A própria condição de ser um campeonato somente de mulheres e para mulheres auxilia no combate da lógica patriarcal dominante e hegemônica que produz efeitos, muitas vezes, danosos. A prova disso é a supervalorização do polo masculino, tido como o padrão de performance e qualidade que resulta em comparações prejudiciais, infrutíferas e, geralmente, depreciativas para o polo feminino. A materialização do campeonato e o consequente deslocamento da centralidade masculinizada tende a produzir comportamentos variados que se alteram entre elogios, desconfortos, indiferenças e silêncio. Um caldeirão efervescente de afetos.
O Ceará é berço de atletas com destaque nacional e internacional, como Silvana Lima e Tita Tavares. Todavia, de forma geral, o esporte permanece na periferia e o surf feminino ainda possui menos prestígio no que tange a valorização, o respeito e os patrocínios. A iniciativa do campex é amplamente profícua, pois nasce de forma ativa e afirmativa com vistas a engrandecer aquilo que, dada as relações de força e o pouco interesse de outros organizadores, parecia pequeno, mas já era grande. A proposta, declaradamente, combate a insistente associação e valorização dos atributos corporais em detrimento da qualidade técnica e tática para os moldes competitivos. O tensionamento tem tido vez e voz, e o conflito tem se instaurado em diversas esferas.

Para além do evento, ainda é notória e perceptível algumas ações que diante de um mar de mulheres procura um homem, ao ver um carro de mulheres, procura o motorista, uma casa de mulheres, procura um pilar de segurança. Em territórios em que alguns corpos são, corriqueiramente, sexualizados e, muitas vezes, invisibilizados, a ocupação dos espaços e a visibilização dos ganhos são armas eficientes nas disputas políticas.
O sintomático silêncio, em determinadas ocasiões, grita. O incômodo foi gerado e os efeitos parecem ter sido produtivos. Na esteira de tantas conquistas, algumas questões adquirem relevância, como a necessidade de cursos de arbitragem e formação para possíveis professoras. Vale ressaltar que já existem ações que corroboram para a desestabilização dessa estrutura tradicional e conservadora. A própria WSL (World Surf League) já adota a política de isonomia de premiação. Tal medida já foi aderida pelo próprio circuito brasileiro de surf.
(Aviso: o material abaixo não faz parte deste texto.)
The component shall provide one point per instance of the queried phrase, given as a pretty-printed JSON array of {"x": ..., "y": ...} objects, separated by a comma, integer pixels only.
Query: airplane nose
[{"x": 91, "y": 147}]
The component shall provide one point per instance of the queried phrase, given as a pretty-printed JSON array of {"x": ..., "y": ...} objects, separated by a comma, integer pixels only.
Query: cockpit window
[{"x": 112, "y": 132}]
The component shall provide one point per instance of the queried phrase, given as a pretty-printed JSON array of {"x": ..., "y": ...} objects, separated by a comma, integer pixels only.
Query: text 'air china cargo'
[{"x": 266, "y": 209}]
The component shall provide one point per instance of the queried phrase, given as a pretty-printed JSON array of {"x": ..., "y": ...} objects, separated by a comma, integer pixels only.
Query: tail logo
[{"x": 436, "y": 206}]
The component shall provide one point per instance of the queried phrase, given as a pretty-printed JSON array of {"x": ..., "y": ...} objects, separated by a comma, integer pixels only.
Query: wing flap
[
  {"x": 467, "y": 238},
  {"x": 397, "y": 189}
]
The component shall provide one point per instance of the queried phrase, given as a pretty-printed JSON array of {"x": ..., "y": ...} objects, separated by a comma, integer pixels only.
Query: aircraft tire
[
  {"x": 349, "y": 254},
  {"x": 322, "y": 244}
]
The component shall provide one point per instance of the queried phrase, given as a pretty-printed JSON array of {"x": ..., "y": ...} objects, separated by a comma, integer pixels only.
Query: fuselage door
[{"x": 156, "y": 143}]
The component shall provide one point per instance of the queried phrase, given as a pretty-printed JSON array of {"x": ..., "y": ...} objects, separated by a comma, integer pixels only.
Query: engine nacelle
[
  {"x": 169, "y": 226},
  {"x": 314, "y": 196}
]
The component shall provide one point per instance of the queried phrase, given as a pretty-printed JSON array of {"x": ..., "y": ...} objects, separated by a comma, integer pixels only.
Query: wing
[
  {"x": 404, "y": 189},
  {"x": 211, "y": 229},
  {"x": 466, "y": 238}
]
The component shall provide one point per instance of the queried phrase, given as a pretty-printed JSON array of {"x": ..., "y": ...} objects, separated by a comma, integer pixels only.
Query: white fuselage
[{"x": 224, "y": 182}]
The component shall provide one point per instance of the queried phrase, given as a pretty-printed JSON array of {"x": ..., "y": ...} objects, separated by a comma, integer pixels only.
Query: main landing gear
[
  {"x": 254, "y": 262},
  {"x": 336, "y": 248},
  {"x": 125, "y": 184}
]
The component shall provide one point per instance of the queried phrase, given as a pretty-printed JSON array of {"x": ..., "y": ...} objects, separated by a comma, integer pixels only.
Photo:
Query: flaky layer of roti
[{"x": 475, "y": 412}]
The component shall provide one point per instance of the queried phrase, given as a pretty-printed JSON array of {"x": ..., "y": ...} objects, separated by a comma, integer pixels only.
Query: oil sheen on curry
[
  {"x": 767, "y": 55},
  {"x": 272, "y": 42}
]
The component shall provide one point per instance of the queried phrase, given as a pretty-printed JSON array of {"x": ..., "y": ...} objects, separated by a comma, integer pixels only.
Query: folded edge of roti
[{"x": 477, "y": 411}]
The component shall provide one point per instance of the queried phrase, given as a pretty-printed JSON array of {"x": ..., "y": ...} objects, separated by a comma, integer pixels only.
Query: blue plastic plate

A competição na água escancara uma luta diária e uma dificuldade em diversos âmbitos. Até chegar à água muitas conjunturas cristalizadas precisaram ser combatidas. Ao chegar à água, outras tantas iniciarão. Ao permanecer no cenário do surf, seja local, nacional e internacional, os desdobramentos são incomensuráveis. Insisto no deslocamento do surf feminino para o surf de mulheres. Digo isso influenciado por algumas intelectuais do esporte que questionam o acoplamento de determinados termos às expectativas de comportamentos sociais. Dessa forma, questões, aparentemente, imperceptíveis e naturalizadas passam a ser estranhadas e alguns padrões tradicionais do surf passam a perder relevo e capilaridade.
As bundas têm dado lugar a remadas, rasgadas e batidas. Aguardemos as próximas cenas e já aguardamos as demais etapas desse circuito que já mostrou a que veio.